An interview with Frank Sytner always had the potential to lay waste to the 1400 words earmarked for the story of Alpina in this country.
It was Frank’s older brother Alan who founded The Cavern Club in Liverpool, where The Beatles were discovered and made 292 appearances during the early 1960s. The two then went into business together and in 1968 founded their first car dealership in Nottingham, specialising in BMW. Over the next three decades, they grew the network to the extent that Roger Penske’s United Auto group was prepared to pay some $155 million for it in 2002.
And that was merely Frank Sytner the hugely successful businessman. Over the years, he also fed a passion for motorsport, planted in 1954 by Alan, who exposed his 10-year-old brother to the howl of BRM’s V16 Formula 1 car at Aintree. Sytner started off racing an Austin A40 with another Frank – surname Williams – before moving to Formula Fords and competing in the kind of ultra-exotic historics that most of us dream about simply sitting in. Then, in 1988, the Liverpudlian hit a career high when he was crowned British Touring Car champion in a Prodrive-prepped E30 M3. ‘Fearless Frank’ was the nom de guerre, although reports suggest hat it belied a talent that few could match, amateur or professional.
However, we don’t delve into any of that, because it would require an entire magazine supplement. In the wake of the new Alpina B3 Touring’s five-star road test, Sytner is calling from his home in Liguria to instead talk about another episode in his life.
It was in summer 1981 that, having clocked the appeal that a brand like Alpina would radiate among car-loving Brits, he flew to Munich with Alan. They made a deal with Alpina’s remarkable founder, Burkard Bovensiepen (“an imposing, fearsome character”, but once you were on his wavelength, “absolutely wonderful”) to take responsibilities away from Tom Walkinshaw Racing’s wayward operation and become the sole UK importer of Alpina. It meant Sytner Nottingham would become the only place in the world outside Buchloe ever authorised to carry out BMW-to-Alpina conversions, and it was one car that really got the esoteric Bavarian ball rolling.
“The B9 3.5 was the breakthrough car,” says Sytner, referencing the E28 5 Series conversion that Bovensiepen and his team had devised around that time, “because it was the first serious high-performance executive sporting saloon on the market”. That’s true: Mercedes-Benz’s products were still too luxury-focused, every Audi understeered and BMW was yet to cotton on and deliver either the M535i or the very first M5.
As for Alpina’s future, Sytner has few concerns, whatever uncertainties lurk. “Andy’s skillset runs parallel with his father’s, only with even more professional engineering training,” he says. “I would expect the imagination of Andy and his team to [keep finding] the niche.”

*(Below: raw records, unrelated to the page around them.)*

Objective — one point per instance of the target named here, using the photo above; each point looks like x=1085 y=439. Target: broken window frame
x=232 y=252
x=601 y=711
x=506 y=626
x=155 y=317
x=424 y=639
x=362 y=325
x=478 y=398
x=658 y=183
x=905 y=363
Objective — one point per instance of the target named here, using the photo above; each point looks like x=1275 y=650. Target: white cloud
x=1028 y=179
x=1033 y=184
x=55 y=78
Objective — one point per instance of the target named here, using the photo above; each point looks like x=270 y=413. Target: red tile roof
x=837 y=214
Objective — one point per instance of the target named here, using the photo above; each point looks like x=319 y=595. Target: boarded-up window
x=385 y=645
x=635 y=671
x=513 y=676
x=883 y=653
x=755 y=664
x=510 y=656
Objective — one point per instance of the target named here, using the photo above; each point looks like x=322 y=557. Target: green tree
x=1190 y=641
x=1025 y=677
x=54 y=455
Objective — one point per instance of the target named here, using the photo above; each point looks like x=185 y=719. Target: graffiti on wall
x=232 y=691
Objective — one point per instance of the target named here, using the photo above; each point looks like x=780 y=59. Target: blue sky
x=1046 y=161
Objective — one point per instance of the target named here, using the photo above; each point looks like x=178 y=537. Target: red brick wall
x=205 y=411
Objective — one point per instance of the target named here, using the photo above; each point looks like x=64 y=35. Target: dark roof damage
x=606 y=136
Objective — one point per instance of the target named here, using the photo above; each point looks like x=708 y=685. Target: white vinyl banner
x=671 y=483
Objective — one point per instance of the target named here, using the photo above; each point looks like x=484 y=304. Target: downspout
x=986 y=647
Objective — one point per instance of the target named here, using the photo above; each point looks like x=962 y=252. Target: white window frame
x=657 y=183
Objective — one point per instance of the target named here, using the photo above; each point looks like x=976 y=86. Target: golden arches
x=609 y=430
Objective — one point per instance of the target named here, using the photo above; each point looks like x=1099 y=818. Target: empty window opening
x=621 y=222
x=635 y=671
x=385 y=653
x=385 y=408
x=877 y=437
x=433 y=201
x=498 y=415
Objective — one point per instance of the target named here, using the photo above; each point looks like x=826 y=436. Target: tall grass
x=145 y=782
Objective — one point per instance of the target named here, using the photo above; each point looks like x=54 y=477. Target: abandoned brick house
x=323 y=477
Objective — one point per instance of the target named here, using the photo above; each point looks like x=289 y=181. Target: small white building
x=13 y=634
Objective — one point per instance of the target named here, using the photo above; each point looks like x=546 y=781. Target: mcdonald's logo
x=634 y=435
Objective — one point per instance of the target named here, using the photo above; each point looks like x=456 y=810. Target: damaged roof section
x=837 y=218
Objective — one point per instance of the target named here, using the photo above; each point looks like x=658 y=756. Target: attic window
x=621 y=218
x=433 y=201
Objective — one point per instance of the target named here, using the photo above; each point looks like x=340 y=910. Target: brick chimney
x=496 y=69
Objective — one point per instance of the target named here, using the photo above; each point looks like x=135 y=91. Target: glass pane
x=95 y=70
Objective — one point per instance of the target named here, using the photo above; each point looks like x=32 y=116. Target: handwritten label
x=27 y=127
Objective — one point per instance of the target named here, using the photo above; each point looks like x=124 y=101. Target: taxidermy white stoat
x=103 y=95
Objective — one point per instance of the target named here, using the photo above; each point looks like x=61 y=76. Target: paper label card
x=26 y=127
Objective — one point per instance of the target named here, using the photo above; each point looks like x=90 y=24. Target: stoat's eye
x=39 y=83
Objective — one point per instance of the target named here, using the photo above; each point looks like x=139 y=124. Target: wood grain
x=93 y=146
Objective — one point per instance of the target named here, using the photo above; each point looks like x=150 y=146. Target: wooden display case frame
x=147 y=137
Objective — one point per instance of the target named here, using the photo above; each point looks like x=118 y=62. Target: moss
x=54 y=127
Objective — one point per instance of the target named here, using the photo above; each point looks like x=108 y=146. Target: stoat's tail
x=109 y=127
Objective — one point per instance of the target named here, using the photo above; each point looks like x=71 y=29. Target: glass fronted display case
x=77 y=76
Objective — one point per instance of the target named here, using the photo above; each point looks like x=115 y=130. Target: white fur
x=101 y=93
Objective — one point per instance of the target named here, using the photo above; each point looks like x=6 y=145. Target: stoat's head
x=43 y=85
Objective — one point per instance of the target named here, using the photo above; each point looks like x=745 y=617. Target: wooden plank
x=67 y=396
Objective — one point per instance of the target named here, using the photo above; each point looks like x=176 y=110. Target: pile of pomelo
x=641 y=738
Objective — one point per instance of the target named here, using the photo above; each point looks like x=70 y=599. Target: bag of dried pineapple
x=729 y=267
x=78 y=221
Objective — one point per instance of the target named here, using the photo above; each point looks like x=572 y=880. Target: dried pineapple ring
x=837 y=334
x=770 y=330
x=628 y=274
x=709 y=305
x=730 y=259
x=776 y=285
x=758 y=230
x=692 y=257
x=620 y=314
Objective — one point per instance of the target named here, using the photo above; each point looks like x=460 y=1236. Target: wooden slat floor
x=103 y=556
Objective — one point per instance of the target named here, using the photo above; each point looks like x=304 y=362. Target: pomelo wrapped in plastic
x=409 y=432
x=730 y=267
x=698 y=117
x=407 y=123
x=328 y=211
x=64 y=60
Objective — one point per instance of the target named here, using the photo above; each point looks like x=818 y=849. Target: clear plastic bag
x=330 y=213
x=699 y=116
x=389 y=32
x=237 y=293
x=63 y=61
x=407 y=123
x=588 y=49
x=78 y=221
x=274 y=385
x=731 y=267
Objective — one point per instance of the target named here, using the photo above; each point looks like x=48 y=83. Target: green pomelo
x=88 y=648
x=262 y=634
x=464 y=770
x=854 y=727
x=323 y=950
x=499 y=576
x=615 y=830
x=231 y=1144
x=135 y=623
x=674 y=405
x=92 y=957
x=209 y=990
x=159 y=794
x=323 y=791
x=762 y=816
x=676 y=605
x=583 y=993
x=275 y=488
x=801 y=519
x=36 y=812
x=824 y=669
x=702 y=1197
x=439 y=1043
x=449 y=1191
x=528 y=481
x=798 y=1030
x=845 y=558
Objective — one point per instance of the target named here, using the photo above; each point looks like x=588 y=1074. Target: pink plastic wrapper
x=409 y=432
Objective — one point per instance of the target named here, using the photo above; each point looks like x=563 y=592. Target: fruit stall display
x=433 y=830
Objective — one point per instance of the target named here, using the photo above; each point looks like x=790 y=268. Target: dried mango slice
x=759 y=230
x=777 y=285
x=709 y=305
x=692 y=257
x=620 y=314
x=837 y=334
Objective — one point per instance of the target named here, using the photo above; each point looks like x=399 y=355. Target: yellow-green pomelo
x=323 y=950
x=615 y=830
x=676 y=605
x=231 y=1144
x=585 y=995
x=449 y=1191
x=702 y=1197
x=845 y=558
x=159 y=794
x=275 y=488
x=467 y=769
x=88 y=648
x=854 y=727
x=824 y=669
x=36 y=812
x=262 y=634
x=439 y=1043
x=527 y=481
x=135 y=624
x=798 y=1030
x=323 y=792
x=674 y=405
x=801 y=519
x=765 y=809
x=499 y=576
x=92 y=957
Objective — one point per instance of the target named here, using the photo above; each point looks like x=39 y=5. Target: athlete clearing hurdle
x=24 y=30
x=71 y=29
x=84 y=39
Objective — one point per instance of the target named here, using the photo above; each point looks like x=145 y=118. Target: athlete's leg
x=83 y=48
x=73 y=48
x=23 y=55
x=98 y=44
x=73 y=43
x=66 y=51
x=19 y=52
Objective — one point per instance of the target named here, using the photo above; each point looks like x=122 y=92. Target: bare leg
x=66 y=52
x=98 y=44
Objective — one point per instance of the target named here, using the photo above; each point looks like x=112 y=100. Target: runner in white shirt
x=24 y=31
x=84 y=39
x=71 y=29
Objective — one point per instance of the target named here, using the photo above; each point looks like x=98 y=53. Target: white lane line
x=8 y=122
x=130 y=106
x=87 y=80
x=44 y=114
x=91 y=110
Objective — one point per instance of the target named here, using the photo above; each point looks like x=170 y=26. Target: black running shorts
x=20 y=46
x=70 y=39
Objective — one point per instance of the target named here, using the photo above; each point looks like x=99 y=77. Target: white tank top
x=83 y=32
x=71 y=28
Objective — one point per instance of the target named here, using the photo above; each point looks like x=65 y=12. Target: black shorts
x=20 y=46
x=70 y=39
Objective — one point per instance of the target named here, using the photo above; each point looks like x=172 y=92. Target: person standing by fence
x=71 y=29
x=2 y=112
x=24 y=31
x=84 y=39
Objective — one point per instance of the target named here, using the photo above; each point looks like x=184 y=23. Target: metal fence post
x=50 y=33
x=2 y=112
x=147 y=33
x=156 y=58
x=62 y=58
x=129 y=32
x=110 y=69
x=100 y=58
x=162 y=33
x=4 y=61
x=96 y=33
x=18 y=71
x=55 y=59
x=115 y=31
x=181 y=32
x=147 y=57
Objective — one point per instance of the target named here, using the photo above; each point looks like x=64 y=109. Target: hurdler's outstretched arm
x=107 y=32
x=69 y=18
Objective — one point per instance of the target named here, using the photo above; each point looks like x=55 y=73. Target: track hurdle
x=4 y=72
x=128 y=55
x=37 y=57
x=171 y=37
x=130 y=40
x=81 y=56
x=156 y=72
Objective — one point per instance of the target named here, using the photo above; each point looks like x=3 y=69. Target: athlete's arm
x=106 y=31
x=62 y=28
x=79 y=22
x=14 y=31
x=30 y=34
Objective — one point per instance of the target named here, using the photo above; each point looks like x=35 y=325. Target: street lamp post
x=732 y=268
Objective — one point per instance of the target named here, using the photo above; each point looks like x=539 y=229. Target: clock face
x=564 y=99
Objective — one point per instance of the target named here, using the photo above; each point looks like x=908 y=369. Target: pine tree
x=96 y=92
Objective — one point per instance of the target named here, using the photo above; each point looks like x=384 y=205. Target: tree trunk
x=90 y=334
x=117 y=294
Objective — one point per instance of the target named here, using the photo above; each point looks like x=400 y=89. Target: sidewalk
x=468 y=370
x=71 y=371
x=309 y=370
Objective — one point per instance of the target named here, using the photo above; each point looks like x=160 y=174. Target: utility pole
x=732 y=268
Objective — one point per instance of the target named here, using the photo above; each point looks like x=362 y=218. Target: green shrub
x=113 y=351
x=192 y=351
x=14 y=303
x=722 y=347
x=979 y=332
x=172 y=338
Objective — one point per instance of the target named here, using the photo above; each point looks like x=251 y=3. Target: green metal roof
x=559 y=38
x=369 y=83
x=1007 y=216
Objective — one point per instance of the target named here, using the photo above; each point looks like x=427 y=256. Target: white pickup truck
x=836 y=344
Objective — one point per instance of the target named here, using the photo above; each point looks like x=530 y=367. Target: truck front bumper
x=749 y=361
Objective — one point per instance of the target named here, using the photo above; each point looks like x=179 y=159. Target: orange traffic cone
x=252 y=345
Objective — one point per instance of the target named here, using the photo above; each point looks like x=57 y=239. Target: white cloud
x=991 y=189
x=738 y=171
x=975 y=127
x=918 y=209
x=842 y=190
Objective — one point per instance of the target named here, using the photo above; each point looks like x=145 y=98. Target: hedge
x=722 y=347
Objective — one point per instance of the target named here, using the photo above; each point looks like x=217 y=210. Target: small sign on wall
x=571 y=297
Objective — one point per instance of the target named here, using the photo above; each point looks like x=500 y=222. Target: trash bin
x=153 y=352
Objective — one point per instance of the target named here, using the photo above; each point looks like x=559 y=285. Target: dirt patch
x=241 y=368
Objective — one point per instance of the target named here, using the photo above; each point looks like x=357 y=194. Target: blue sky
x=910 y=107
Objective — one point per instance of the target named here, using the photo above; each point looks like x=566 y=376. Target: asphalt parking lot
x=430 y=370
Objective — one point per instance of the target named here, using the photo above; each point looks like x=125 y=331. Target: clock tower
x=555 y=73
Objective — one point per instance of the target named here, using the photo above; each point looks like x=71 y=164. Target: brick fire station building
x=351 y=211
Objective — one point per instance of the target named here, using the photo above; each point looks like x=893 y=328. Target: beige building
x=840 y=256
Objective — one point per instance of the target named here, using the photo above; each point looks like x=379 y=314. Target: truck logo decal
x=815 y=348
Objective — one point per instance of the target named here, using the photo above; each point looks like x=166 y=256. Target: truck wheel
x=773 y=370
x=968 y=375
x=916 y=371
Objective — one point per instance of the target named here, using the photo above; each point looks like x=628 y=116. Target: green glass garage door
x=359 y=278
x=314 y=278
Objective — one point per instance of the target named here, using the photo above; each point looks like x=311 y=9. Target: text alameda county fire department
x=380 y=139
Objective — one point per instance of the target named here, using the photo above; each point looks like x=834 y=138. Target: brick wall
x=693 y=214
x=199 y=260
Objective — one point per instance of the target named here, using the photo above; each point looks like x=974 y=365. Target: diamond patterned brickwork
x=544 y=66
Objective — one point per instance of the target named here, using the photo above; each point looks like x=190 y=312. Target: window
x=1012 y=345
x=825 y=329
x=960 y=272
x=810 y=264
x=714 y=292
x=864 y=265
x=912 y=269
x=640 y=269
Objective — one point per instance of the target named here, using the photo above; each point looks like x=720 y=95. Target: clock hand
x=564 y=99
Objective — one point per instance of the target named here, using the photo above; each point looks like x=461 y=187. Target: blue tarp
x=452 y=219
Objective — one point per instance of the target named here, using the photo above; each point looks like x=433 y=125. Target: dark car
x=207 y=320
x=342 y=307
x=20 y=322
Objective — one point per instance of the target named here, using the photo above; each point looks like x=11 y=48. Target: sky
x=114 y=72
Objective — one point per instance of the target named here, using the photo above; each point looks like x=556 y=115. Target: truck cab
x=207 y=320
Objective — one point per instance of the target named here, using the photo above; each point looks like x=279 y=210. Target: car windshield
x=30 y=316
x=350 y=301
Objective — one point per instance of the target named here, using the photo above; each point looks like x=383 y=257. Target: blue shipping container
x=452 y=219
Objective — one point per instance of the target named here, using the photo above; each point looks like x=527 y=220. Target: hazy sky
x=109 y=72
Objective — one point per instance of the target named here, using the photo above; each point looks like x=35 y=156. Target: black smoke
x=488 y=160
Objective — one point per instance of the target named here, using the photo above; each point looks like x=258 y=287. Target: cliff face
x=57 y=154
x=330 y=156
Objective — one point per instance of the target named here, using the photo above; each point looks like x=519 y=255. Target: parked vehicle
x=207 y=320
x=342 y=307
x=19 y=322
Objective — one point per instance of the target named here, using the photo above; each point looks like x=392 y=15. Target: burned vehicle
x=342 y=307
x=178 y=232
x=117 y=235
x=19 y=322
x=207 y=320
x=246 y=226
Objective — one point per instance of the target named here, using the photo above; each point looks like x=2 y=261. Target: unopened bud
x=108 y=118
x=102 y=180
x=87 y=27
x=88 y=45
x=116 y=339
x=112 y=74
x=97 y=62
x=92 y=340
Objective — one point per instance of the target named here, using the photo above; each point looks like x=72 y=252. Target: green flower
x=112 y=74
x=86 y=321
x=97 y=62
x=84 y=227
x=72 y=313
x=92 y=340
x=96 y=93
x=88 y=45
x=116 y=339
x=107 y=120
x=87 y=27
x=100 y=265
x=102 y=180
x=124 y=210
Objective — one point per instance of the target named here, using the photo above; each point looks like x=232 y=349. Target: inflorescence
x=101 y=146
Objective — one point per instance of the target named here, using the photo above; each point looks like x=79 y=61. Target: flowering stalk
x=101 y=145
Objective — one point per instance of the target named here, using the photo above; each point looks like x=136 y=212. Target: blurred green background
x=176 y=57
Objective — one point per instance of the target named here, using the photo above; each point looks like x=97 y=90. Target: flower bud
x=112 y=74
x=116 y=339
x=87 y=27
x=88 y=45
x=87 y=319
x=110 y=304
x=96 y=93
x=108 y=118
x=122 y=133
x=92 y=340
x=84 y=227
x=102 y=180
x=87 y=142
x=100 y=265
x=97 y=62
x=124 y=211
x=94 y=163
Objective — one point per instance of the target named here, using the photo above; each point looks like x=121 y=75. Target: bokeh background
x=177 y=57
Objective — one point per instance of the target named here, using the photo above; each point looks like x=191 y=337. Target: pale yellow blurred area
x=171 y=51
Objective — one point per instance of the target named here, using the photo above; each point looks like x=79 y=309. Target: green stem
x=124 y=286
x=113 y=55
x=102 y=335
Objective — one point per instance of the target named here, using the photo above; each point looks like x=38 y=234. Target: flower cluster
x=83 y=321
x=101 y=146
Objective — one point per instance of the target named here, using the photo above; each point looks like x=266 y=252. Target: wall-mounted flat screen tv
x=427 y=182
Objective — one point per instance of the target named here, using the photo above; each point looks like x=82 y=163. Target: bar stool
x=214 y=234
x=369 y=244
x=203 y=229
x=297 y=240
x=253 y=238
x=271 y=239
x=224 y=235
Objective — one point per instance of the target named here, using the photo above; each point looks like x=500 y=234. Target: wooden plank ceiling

Final reflections are reserved for the simple phenomenon of Alpina. “Maybe I’m making all of this sound more important than it is. You know, it’s an alternative car brand,” says Sytner, feigning indifference. “But it’s the kind of thing you won’t really see again,” he quickly follows, with an intensity that reveals his true feelings. “It’s part of the past: entrepreneurial, the creation of something that shouldn’t have happened. How the hell did Burkard do it?”